Według statystyk Centralnego Ośrodka Informacji Gospodarczej w całym 2020 roku wszczęto 800 postępowań restrukturyzacyjnych (w porównaniu z 465 w 2019 roku), z czego najwięcej w województwie mazowieckim i wielkopolskim. W podziale na branże najwięcej postępowań restrukturyzacyjnych dotyczyło podmiotów, które zajmowały się: handlem, rolnictwem, przetwórstwem przemysłowym, budownictwem, transportem oraz działalnością profesjonalną (w tej kategorii mieszczą się firmy świadczące m.in. działalność prawną, księgową czy marketingową) i związaną z zakwaterowaniem.

 

Raport MGW Corporate Consulting Group zwraca ponadto uwagę na znaczne pogorszenie sytuacji w branży gastronomicznej i prywatnej służbie zdrowia. Wobec podmiotów z tego sektora (prywatne gabinety dentystyczne, gabinety specjalistyczne) w ubiegłym roku otwarto 29 postępowań restrukturyzacyjnych.

 

– Rekordowa liczba postępowań restrukturyzacyjnych wynika także z ułatwienia prawnego, wprowadzonego tarczą 4.0, które polega na tym, że taką restrukturyzację możemy rozpocząć bardzo szybko, bez udziału sądu, i bardzo szybko osiągnąć efekt w postaci ochrony przedsiębiorstwa przed wierzycielami – wyjaśnia ekspert kancelarii Wilijewicz i Partnerzy.

 

Dane COIG pokazują, że w 2020 roku dłużnicy najczęściej występowali właśnie o restrukturyzację w ramach uproszczonego postępowania.

 

– Uproszczone postępowania restrukturyzacyjne rozbiły bank. Co prawda w polskim systemie prawnym funkcjonowały wcześniej – i istnieją nadal – cztery różne postępowania restrukturyzacyjne, ale one są bardzo skomplikowane i drogie.
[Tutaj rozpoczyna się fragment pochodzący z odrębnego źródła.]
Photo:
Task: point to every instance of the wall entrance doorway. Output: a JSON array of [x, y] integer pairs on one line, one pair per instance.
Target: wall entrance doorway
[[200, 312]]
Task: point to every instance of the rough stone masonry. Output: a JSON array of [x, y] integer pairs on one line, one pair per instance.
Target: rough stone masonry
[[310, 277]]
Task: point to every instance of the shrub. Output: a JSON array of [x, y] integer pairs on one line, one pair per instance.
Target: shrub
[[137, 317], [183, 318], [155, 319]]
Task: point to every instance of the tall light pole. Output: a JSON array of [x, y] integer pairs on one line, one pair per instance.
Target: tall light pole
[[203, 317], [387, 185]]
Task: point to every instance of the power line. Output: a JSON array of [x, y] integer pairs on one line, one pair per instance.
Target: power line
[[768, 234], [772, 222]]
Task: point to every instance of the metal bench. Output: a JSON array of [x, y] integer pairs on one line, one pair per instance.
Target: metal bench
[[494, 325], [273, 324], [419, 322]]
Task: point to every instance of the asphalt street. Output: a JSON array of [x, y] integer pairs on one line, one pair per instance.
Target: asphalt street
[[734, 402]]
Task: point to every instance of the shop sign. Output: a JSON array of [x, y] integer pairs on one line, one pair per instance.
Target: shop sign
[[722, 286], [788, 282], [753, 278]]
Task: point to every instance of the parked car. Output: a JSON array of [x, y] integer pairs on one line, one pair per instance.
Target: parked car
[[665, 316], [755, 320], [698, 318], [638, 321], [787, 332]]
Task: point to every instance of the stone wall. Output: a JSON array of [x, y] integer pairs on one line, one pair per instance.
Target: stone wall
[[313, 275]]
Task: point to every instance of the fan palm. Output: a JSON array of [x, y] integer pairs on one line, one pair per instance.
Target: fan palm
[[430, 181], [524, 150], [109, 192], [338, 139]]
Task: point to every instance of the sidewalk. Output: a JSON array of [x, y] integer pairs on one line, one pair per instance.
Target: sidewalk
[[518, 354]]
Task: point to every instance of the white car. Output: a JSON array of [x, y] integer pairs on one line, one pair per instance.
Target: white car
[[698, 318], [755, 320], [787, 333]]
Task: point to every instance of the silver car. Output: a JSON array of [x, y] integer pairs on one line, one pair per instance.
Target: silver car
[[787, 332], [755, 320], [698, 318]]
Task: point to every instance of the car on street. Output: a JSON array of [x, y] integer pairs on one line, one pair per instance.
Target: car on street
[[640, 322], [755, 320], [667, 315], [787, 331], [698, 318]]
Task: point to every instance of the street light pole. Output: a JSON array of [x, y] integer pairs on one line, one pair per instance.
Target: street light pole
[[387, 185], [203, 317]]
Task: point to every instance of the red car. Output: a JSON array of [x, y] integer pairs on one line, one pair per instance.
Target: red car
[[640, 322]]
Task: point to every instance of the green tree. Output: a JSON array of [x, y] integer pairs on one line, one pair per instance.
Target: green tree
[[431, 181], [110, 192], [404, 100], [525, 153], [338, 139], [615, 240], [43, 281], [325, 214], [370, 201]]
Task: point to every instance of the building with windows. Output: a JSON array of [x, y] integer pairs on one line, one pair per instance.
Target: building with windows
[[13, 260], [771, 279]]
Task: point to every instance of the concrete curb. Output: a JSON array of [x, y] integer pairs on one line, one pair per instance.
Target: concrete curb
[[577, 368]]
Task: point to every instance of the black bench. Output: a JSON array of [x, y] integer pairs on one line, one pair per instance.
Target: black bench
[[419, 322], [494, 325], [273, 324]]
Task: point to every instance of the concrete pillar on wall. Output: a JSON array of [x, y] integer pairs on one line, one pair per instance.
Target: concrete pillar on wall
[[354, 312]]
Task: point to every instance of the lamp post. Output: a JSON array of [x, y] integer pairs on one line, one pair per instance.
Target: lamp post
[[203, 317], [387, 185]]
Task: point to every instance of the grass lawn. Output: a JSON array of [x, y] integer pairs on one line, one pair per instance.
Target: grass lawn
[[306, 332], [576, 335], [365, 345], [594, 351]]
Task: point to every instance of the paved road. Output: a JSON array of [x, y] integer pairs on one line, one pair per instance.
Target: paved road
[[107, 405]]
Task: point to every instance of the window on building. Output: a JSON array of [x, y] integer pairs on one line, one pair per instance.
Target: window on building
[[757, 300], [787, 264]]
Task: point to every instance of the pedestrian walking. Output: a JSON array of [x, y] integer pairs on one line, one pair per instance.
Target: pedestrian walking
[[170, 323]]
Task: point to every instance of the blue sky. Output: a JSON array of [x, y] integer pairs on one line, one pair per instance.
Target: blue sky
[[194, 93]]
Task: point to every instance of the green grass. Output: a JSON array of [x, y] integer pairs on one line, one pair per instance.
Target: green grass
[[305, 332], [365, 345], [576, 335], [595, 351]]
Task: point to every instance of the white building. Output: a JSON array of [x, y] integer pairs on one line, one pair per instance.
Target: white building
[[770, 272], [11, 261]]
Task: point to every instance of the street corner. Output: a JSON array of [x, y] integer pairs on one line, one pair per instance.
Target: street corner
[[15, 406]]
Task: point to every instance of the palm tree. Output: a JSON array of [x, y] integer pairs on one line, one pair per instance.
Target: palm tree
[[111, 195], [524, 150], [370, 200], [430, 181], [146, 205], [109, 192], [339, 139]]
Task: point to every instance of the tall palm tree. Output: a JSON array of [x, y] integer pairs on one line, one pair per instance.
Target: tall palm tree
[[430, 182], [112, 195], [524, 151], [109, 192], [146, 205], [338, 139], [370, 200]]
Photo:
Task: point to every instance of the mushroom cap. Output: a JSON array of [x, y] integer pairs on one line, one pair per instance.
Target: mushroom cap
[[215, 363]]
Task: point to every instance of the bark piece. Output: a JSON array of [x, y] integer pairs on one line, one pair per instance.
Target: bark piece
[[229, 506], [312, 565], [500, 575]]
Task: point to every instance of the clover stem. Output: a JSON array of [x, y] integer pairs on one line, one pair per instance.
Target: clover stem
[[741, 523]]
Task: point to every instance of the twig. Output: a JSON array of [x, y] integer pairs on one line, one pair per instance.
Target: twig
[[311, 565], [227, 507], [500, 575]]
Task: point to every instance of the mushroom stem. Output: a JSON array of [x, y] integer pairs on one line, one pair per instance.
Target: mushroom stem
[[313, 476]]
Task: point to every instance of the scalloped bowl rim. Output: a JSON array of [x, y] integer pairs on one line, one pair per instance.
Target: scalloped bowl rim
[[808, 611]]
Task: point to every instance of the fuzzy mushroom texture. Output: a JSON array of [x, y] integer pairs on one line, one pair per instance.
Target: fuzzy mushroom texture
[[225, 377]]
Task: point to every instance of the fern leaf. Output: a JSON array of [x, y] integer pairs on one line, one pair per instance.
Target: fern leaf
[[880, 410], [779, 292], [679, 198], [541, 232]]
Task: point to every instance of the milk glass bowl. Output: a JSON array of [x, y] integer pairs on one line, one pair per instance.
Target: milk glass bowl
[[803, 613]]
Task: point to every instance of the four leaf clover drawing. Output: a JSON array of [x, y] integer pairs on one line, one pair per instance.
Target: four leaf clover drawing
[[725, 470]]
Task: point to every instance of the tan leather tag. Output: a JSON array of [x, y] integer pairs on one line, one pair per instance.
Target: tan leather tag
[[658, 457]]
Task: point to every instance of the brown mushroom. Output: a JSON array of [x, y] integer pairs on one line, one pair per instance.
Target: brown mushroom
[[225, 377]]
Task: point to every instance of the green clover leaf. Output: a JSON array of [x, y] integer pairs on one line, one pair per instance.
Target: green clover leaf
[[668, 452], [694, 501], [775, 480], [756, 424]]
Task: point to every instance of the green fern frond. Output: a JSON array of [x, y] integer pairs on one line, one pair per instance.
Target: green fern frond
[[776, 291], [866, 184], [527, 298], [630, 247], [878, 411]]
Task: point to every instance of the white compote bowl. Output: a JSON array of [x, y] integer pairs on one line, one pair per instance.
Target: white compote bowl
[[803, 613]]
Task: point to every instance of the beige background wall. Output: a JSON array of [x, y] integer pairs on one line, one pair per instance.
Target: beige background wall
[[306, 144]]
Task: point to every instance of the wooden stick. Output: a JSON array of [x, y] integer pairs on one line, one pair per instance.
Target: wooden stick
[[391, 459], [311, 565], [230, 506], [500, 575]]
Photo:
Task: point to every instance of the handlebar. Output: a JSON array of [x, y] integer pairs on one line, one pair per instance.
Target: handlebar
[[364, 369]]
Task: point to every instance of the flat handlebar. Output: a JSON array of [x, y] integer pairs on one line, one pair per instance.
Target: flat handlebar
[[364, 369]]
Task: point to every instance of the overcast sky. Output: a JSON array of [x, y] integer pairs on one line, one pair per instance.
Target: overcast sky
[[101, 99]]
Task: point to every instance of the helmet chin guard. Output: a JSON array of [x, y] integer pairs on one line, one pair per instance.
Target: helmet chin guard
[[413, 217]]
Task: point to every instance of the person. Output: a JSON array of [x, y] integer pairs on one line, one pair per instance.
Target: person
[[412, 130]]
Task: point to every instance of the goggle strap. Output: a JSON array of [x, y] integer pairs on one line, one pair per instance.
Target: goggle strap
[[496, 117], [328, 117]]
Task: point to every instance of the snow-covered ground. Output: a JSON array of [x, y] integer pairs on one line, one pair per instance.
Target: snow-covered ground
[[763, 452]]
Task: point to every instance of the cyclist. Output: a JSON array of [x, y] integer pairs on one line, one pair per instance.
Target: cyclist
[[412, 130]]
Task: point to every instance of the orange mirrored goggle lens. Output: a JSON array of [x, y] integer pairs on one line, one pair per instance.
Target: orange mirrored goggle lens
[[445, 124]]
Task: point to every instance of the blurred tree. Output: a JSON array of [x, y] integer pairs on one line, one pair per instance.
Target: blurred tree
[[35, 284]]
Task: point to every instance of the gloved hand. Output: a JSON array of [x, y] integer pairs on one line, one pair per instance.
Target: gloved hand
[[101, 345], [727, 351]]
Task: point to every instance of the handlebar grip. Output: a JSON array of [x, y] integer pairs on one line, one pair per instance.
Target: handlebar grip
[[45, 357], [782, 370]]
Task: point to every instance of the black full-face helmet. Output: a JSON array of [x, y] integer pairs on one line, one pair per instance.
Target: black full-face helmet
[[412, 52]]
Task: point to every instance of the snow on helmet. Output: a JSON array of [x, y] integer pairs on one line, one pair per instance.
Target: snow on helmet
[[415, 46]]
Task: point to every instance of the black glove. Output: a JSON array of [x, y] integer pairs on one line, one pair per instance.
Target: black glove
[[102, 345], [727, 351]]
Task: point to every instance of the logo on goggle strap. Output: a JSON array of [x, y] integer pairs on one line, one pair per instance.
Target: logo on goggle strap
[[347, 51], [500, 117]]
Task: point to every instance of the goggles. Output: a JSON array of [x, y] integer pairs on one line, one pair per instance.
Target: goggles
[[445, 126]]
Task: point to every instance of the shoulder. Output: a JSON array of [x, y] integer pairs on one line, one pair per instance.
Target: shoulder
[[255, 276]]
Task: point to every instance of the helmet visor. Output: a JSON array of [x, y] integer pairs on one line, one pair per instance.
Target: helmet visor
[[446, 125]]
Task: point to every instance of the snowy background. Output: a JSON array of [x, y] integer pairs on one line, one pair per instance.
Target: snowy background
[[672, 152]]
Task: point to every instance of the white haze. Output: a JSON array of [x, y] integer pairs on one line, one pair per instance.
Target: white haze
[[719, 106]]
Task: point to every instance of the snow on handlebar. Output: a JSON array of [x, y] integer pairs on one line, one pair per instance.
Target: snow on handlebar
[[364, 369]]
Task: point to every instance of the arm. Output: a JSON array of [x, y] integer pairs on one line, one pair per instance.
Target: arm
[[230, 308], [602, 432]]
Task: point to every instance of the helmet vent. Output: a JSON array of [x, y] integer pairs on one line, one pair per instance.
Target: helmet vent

W ubiegłym roku je uproszczono, co spowodowało, że dziś nawet 80–90 proc. postępowań restrukturyzacyjnych jest wszczynanych właśnie w tym trybie – mówi Konrad Wilijewicz.

 

Jak ocenia, powodem jest przede wszystkim niewydolność systemu sądowego w sprawach dotyczących restrukturyzacji. Tryb uproszczony, bez potrzeby angażowania sądu, gwarantuje, że postępowanie zakończy się w ciągu czterech miesięcy, jednak ochrona restrukturyzacyjna zaczyna się w ciągu kilku dni od otwarcia postępowania.

 

Popularność tej procedury spowodowała, że została ona wprowadzona do porządku prawnego na stałe, w ramach nowelizacji ustawy o Krajowym Rejestrze Zadłużonych, którą 9 czerwca podpisał prezydent. Postępowanie o zatwierdzenie układu zacznie obowiązywać od 1 grudnia br. Jednocześnie ustawodawca wydłużył też okres obowiązywania obecnego rozwiązania do 30 listopada br., aby umożliwić przedsiębiorcom nieprzerwany dostęp do uproszczonej restrukturyzacji.